When I first got home, I took a week or so off to chill with my family back in Baltimore, see some of my old friends, reminisce. After that, I just got back to working at my old high school, the McDonough School in Maryland, doing a lot of drills, getting up a lot of shots, going one-on-one full court just to get my wind up. For next season, I want to be a little faster and quicker.
I work out with my cousin, Calvin Dorsey. He’s always with me. He played basketball in high school and he’s skilled enough to play one-on-one for conditioning purposes. In a typical week, I play five days a week, weekends off. But sometimes on Saturdays, I go into the gym and don’t do drills, just go up and down. I get in the gym at about 11 and leave at about 2.
My emphasis is on conditioning, ballhandling and doing everything with the ball. I try not to do anything without the ball. Some guys do standard conditioning, up and down, but I try to do everything with the ball. In a game, everything revolves around the ball.

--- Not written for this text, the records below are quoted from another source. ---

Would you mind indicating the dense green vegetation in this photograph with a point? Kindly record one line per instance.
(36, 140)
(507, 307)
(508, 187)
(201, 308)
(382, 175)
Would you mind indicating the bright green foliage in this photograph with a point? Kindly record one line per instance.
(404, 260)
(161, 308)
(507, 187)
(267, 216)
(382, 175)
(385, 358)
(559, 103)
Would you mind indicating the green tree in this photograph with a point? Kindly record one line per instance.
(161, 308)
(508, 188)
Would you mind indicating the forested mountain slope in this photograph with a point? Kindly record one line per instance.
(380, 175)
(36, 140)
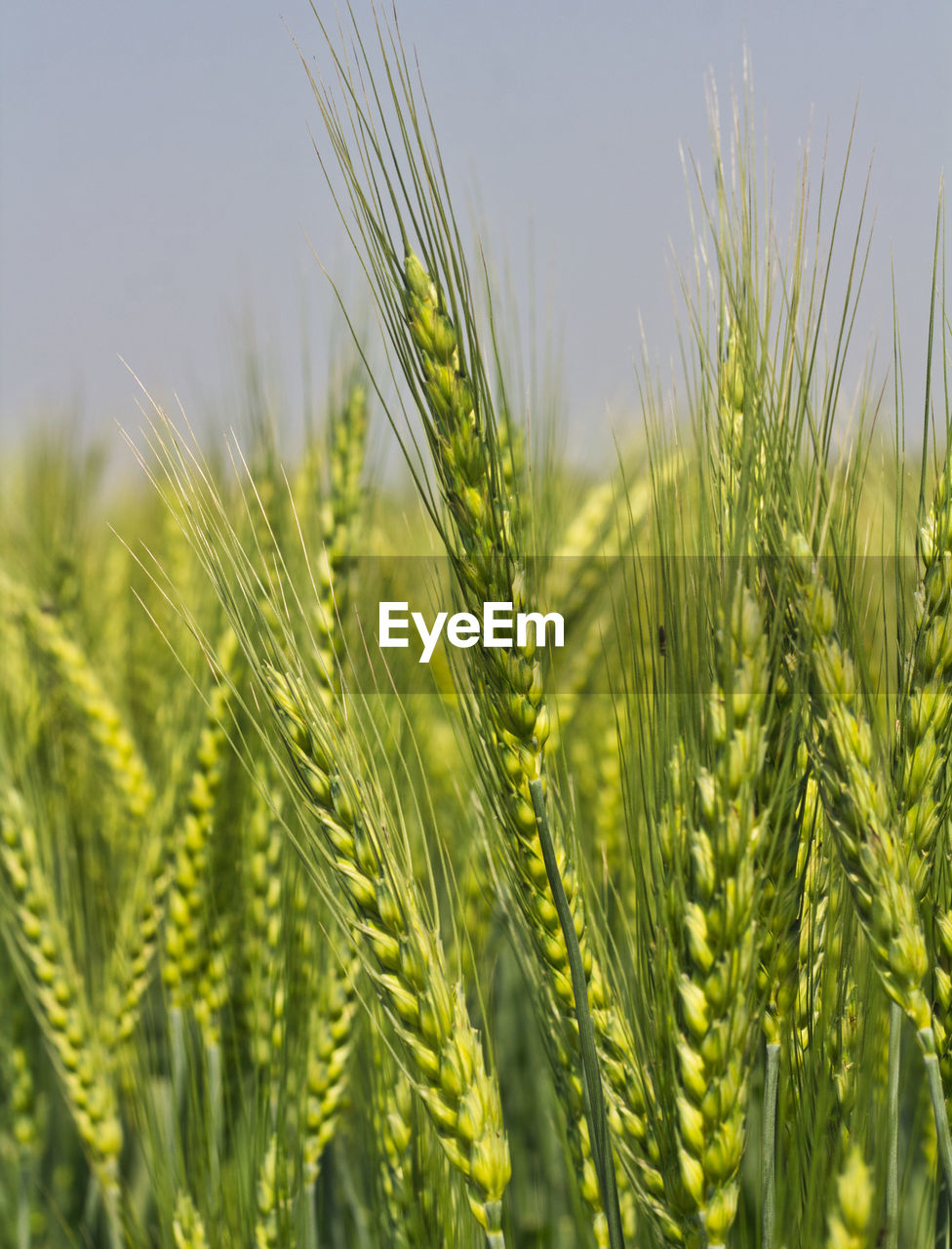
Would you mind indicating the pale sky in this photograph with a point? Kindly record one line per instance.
(160, 195)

So I’m trying to get my skills up with the ball.
That’s one thing I learned after one year as a professional, having a year under my belt, seeing, learning, I found out there what I need to do. The coaches here have given me the freedom to work on my game, knowing what I need to do, and when I’m in here we just do the things we would normally do during the season before and after practices.

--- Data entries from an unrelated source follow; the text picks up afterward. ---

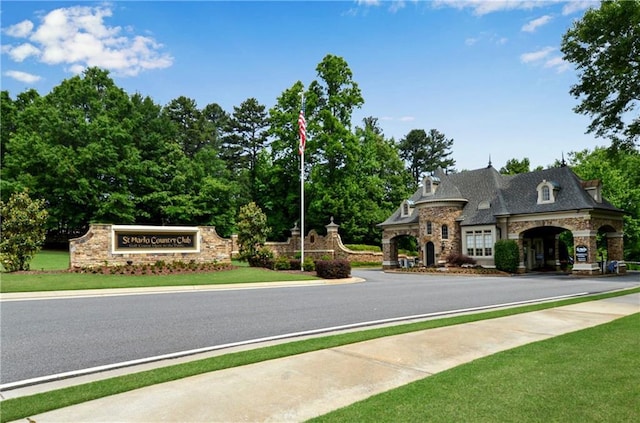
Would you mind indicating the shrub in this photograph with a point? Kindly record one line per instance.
(456, 259)
(333, 269)
(282, 263)
(261, 258)
(23, 230)
(308, 265)
(507, 255)
(363, 247)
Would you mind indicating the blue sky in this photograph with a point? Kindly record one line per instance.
(487, 73)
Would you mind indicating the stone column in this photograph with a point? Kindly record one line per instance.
(522, 267)
(389, 254)
(581, 239)
(294, 243)
(615, 248)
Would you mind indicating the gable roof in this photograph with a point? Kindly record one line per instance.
(505, 195)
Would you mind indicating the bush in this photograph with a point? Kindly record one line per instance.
(333, 269)
(262, 258)
(23, 230)
(456, 259)
(363, 247)
(282, 263)
(308, 265)
(507, 255)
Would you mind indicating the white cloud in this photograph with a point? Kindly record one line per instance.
(534, 24)
(21, 52)
(368, 2)
(471, 41)
(578, 6)
(396, 5)
(543, 57)
(489, 37)
(557, 63)
(78, 37)
(484, 7)
(19, 30)
(22, 76)
(536, 56)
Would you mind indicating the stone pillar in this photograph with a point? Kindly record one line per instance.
(294, 243)
(556, 248)
(615, 248)
(235, 247)
(522, 267)
(585, 263)
(332, 238)
(389, 254)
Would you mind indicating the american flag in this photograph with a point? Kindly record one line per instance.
(302, 129)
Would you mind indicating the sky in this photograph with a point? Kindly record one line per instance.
(488, 74)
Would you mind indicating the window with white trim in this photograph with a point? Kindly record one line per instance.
(479, 243)
(547, 192)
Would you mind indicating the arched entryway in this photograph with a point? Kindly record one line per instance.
(546, 248)
(402, 250)
(429, 254)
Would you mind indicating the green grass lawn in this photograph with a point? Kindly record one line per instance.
(591, 375)
(33, 282)
(514, 381)
(60, 281)
(50, 260)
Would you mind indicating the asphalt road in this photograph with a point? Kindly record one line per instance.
(46, 337)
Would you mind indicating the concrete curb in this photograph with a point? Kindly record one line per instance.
(48, 295)
(300, 387)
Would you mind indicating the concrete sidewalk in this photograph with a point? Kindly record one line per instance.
(307, 385)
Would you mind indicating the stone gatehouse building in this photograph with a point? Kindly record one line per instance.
(468, 212)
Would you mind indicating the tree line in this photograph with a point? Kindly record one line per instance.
(94, 153)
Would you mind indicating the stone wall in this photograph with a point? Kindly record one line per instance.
(438, 216)
(94, 249)
(319, 246)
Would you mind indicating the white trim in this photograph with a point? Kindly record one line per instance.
(586, 266)
(584, 233)
(141, 229)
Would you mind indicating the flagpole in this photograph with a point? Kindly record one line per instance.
(303, 135)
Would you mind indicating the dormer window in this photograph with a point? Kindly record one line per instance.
(547, 192)
(430, 185)
(546, 196)
(407, 208)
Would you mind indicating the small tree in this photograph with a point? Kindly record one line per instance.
(252, 230)
(23, 230)
(507, 255)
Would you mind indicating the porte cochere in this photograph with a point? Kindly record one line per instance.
(467, 212)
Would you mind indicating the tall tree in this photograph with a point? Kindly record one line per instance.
(189, 123)
(515, 166)
(332, 148)
(248, 136)
(23, 230)
(425, 152)
(278, 181)
(605, 48)
(620, 175)
(71, 146)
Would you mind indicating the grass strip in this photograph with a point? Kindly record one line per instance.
(61, 281)
(16, 408)
(586, 376)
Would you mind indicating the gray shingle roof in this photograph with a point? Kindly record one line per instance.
(505, 194)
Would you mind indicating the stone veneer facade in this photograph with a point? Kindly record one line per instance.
(318, 246)
(94, 249)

I feel like the game is so much more mental at the NBA level. Everybody is skilled at this level. It’s just a matter of knowing what to do, how to do it, when to do it. And the only way you get to that point is being comfortable, having a lot of repetition. It’s a matter of continuously doing what I’ve been doing, but doing it at a high level and for longer and just doing it so it becomes second-nature, so I don’t have to slow myself down by thinking, so that it’s a natural reaction.
I knew my first year was going to be tough. Just looking at physical specimens like LeBron or Kobe and seeing how they do their off-season work, by word of mouth and actually be seeing some of those guys. I knew how hard it was going to be. But this year, I know now as a player. It’s not just me watching somebody else. I’ve actually experienced it now as a player. So it’s a little bit different.
Even though I came into the NBA at a pretty good place from a physical standpoint, in this game, the most important strength is to have balance – having body control. And I know our trainer, Arnie Kander, will attest to that. So just building core strength, getting my body strong, that’s what I focus on in the weight room. I’m already massive enough, as far as weight-wise, it’s just having control of my body. So I’m doing a lot of core strength, a lot of balance exercise, but not so much just lifting because I feel I’m already there.
I’m coming back to Auburn Hills the week before we go to Summer League and I’ll be working out with my high school trainer, Kyle Jacoby, before then. He was my first actual trainer, before I went to Georgetown. In high school, we were in there every day. We’d go in the morning and do weight training, conditioning, agility. He’s a one-stop shop. He actually has a gym back home now, too, so I’ll be working a lot with him.
This week I’ll get up a lot of shots and do a lot of conditioning. I haven’t done a lot with the ball yet here, but we’ll get to that.
My son’s birthday is the same day as the NBA draft. I’m a fan of the game and the guys who are in the league now. I watch them and study them. I’m aware of the guys who are coming out, but I couldn’t tell you everybody, one through 60, but I’m knowledgeable enough. I know that with the seventh pick, that’s right about in the range where my old Georgetown teammate, Greg Monroe, is supposed to go.
They haven’t asked me questions about him yet, but I know he has the potential to end up here because he has what we’re looking for, supposedly. But from my experience in the draft, it never goes as planned. You can never get too high or too low. You’ve got to stay even keeled and just be ready to deal with whatever happens. And you’ve got to put in your work during the summer because you have to keep getting better. That’s my goal this summer – to get better and come back ready to help us have a better season.